Compelling news from the refugee and migrant sector

Vale Barbara Harrell-Bond

31 July 20180 comments

The humanitarian world this week farewelled an inveterate champion of refugees in Dr Barbara Harrell-Bond; the first humanitarian academic and activist to argue that refugees were not helpless victims but individuals with strengths and resilience.

Dr Harrell-Bond worked tirelessly for more than 35 years to improve protections for refugees, to ensure that their voices were heard not only in academic research but in real-world policy debates.

She died recently at her home in North Oxford, UK.

Her research and teaching were inspirational to generations of scholars and aid workers and colleagues say she always spoke truth to power, taking on donor governments, UN bodies, large non-governmental organisations, and countries hosting refugees alike.

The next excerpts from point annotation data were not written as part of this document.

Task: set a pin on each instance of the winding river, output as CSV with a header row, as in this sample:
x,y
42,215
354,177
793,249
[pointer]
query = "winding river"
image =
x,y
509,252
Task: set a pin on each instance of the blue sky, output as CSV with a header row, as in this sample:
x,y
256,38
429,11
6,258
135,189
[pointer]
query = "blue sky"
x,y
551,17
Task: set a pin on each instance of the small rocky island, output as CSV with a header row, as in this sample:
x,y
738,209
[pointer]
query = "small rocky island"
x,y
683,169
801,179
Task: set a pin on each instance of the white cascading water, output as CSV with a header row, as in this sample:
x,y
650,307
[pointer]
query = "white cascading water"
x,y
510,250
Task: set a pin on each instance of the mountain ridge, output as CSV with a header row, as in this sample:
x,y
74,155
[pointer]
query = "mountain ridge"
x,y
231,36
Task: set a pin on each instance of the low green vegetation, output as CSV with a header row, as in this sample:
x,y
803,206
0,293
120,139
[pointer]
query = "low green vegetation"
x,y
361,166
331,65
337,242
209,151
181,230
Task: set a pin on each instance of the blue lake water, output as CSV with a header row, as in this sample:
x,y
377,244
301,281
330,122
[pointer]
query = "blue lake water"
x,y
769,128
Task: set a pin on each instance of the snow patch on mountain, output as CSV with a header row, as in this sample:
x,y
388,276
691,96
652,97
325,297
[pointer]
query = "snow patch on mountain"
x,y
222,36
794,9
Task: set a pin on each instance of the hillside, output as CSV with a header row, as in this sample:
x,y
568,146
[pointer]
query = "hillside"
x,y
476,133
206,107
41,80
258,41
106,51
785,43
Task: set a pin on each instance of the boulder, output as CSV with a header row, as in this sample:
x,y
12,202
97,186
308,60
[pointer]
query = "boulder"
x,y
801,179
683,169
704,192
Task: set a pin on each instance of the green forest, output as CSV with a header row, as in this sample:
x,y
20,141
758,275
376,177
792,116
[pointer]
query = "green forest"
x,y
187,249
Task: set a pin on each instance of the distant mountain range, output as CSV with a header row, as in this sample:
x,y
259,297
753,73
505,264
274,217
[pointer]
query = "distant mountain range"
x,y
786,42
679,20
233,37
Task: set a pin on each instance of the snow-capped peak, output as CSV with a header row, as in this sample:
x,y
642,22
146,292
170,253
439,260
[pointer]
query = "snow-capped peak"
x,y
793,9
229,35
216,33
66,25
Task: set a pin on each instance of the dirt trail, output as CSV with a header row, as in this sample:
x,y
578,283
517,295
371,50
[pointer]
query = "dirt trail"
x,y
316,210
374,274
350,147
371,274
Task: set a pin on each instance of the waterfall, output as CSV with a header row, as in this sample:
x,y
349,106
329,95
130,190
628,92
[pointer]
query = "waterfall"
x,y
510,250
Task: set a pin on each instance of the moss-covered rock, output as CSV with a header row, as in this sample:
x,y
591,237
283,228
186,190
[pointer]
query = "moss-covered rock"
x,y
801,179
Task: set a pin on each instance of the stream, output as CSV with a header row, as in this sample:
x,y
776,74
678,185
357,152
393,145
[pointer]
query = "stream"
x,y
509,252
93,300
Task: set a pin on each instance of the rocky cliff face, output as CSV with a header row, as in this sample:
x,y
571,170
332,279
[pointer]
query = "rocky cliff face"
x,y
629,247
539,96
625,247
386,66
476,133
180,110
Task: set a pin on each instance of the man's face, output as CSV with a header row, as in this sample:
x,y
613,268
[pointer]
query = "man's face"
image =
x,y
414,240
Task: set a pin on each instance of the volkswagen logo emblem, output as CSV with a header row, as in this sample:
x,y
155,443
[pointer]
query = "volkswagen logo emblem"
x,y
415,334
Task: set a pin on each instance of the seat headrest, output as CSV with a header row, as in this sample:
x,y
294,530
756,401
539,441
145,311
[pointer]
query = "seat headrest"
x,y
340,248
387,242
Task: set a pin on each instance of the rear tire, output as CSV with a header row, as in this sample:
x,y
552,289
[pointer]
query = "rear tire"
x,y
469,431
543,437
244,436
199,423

Her work and activism, backed by robust evidence, served as an example to generations of people working in the refugee sector.

She trained as a legal anthropologist at Oxford University under the supervision of eminent anthropologist Edward Evan Evans-Pritchard in the 1960s.

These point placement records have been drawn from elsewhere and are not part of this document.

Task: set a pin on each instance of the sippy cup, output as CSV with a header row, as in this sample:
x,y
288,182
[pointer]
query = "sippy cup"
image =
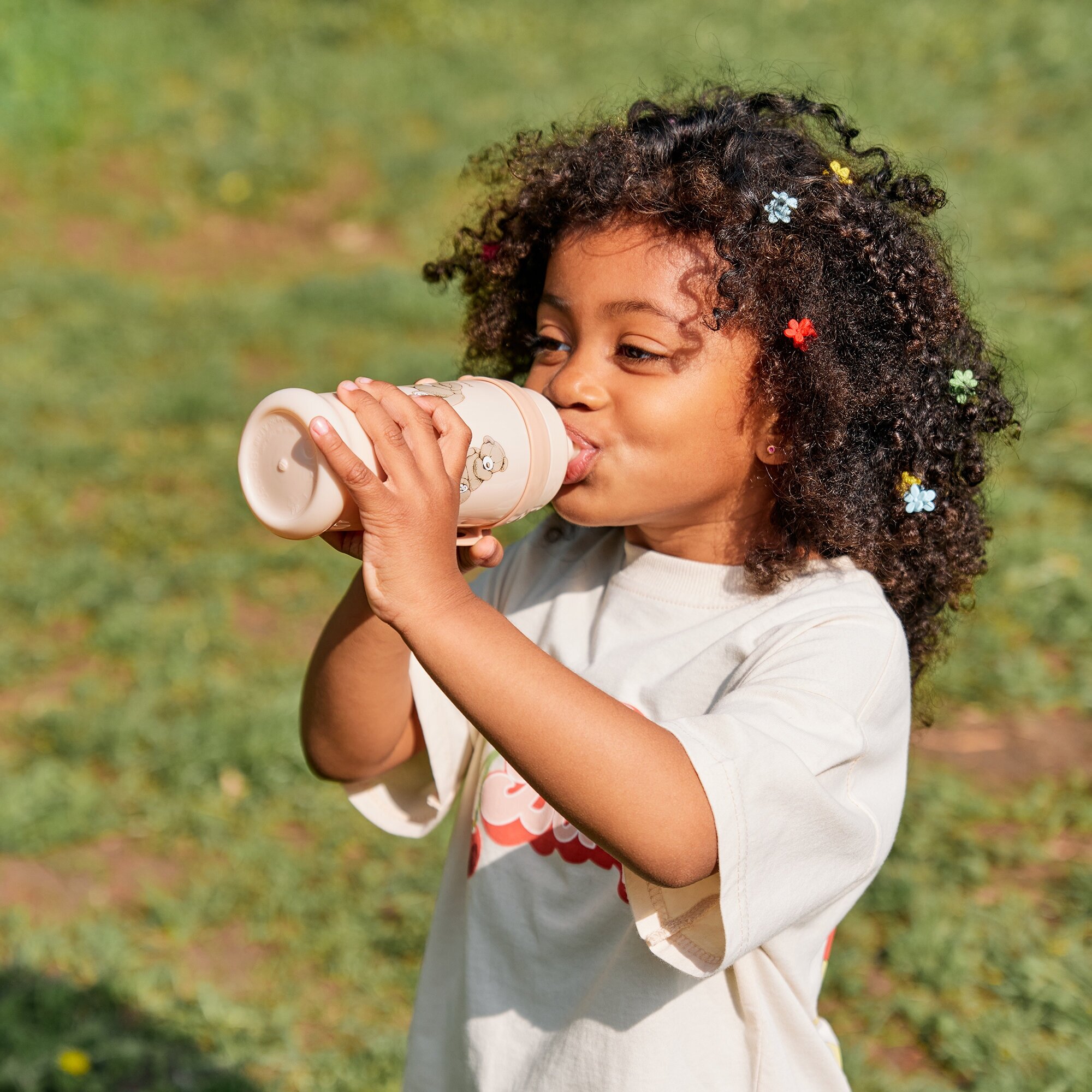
x,y
516,464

Dr Harrell-Bond went on to establish the Refugee Studies Program at Oxford, now known as the Refugee Studies Centre.

Her seminal 1986 book ‘Imposing Aid: Emergency Assistance to refugees’ was based on research she and some Oxford University students and local researchers conducted in what is now South Sudan.

In it, she made the argument that refugees are not helpless victims, but have agency, resilience, and dignity, and that this must be the starting point for any assistance.

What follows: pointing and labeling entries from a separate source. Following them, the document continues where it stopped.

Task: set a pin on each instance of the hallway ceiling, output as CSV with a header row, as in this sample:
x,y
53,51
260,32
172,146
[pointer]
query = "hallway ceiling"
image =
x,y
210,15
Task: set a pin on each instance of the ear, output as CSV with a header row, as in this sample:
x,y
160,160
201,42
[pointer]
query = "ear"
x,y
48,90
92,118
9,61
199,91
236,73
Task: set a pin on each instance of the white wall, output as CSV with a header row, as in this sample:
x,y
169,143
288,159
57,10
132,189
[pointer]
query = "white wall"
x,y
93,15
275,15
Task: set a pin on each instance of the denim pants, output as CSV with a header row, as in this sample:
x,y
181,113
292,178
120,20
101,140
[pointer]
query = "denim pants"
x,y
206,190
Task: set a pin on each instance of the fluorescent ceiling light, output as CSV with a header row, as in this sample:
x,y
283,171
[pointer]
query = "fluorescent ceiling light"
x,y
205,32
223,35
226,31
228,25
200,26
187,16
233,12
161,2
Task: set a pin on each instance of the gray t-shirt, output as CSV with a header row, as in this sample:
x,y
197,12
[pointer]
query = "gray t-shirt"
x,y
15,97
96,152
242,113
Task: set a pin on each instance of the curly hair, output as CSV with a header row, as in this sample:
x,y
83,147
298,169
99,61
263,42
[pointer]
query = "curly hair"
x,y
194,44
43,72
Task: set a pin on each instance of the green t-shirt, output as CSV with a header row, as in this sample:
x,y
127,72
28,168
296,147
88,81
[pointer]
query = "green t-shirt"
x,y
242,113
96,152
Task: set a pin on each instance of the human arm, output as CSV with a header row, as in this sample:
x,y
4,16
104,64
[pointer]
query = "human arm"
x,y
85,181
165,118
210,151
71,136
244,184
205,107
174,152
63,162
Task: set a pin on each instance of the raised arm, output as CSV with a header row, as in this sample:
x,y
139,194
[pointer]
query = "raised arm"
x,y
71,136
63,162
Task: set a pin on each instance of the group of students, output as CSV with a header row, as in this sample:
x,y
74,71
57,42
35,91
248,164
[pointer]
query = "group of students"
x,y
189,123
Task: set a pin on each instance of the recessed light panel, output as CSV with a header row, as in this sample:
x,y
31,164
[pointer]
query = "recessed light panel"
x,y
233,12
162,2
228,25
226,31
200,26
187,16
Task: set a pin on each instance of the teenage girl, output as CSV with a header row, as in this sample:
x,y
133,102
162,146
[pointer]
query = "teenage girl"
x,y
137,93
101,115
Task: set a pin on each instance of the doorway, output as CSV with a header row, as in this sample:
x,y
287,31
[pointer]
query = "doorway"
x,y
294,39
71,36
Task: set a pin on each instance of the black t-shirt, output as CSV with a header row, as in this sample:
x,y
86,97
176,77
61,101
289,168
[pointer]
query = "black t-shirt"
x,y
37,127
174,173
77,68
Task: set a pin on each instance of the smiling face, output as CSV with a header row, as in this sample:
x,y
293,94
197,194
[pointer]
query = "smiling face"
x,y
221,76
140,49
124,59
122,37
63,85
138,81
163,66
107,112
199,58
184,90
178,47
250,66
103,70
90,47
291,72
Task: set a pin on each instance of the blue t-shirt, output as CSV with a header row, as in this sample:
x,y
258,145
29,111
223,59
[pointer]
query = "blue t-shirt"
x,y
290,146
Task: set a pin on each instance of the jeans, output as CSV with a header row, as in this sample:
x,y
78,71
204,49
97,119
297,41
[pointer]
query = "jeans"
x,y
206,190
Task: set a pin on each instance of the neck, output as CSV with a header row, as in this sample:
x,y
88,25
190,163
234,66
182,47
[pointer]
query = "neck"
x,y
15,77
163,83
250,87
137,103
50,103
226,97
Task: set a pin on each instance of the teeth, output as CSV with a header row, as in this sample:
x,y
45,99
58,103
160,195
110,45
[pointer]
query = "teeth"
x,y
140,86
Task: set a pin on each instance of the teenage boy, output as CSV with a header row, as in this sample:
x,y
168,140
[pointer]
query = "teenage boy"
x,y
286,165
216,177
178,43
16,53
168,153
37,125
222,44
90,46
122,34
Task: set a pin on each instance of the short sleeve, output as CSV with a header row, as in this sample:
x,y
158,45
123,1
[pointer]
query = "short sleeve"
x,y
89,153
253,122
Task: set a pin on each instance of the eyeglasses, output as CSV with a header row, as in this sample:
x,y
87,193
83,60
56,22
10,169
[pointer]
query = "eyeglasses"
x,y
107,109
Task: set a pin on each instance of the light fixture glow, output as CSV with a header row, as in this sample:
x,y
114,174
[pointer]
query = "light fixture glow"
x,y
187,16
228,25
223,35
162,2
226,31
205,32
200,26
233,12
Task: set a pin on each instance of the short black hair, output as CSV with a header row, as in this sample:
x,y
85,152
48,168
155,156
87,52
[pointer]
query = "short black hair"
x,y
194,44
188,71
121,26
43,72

In doing so, she largely began the ‘strengths-based’ movement that now is widely adopted in humanitarian work.

Dr Harrell-Bond’s research and teaching were inspirational to generations of scholars and practitioners of refugee and forced migration studies.

She was part of the team that founded the ‘Journal of Refugee Studies’ and the ‘Forced Migration Review’ – the world’s pre-eminent academic and practitioner publications on refugees and displacement.

She also set up the ‘Rights in Exile’ web portal that provides essential information and a network of experts who provide pro bono legal assistance to asylum seekers.

She died just before the launch of a new film about her life, ‘Barbara Harrell-Bond: A Life Not Ordinary.

The film traces her career from her initial engagement with the civil rights movement in the US in the late Fifties, to her move to the UK in the mid-Sixties where she studied social anthropology at the University of Oxford.

The film also follows her on her travels to West Africa where she carried out much of her academic research.